WATERVILLE — Peter Joseph, longtime church deacon, hospital chaplain, businessman, community volunteer and advocate for the less fortunate, was remembered Wednesday as a man who never stopped giving.

Joseph, who grew up in the family business, Joseph’s Market on Front Street, and served 46 years on the Waterville Safety Council, died Monday at his home with his family. He was 91.

Joseph spent a lifetime helping people from the time he was a child handing out food to homeless people who stopped at the family market on Front Street, say those who knew him.

“What a wonderful representation of a human being,” said John Morris, a former Waterville police chief and current commissioner for the state Department of Public Safety.

Morris said Wednesday that when he was the police chief, he worked closely with Joseph, who was chairman of the Waterville Safety Council. Joseph’s job was to help ensure sidewalks, intersections and roads were safe for motorists and pedestrians, and he worked diligently toward that end, according to Morris.

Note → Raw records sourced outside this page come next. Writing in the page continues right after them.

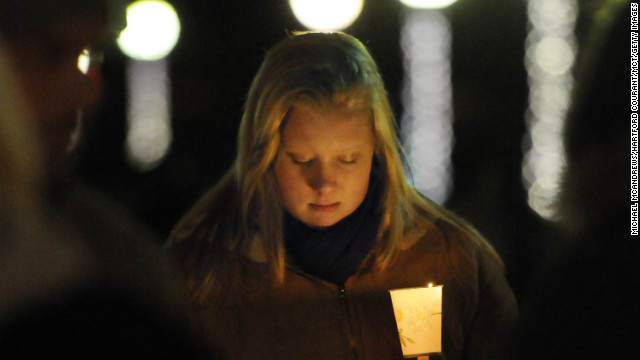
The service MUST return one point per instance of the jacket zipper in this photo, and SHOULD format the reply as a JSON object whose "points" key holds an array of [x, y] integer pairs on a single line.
{"points": [[342, 295]]}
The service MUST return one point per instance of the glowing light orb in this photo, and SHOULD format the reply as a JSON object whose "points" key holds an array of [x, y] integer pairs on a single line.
{"points": [[428, 4], [326, 15], [152, 31]]}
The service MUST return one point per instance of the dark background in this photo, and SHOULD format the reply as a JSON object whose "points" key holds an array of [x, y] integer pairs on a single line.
{"points": [[221, 46]]}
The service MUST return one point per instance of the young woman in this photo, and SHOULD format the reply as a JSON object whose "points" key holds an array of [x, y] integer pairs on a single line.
{"points": [[292, 254]]}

Joseph was a military veteran who served under Gen. George Patton in World War II and was a deacon at St. Joseph Maronite Catholic Church on Front Street.

“I had the utmost respect for Peter, not only because of his service to this country in World War II, but also the dedicated service he gave to the city of Waterville,” Morris said. “He was an unsung hero. He didn’t seek credit. He didn’t want any recognition. I could seek his counsel any time. We had an open door relationship. I depended on him for safety council issues. He was just a gem of a person.”

Joseph came from a large Lebanese family that owned not only the market, but also Joseph Motor Co. His father, John R. Joseph Sr., came to the U.S. from Lebanon in 1900 and married Lena Ferris, who also was from Lebanon.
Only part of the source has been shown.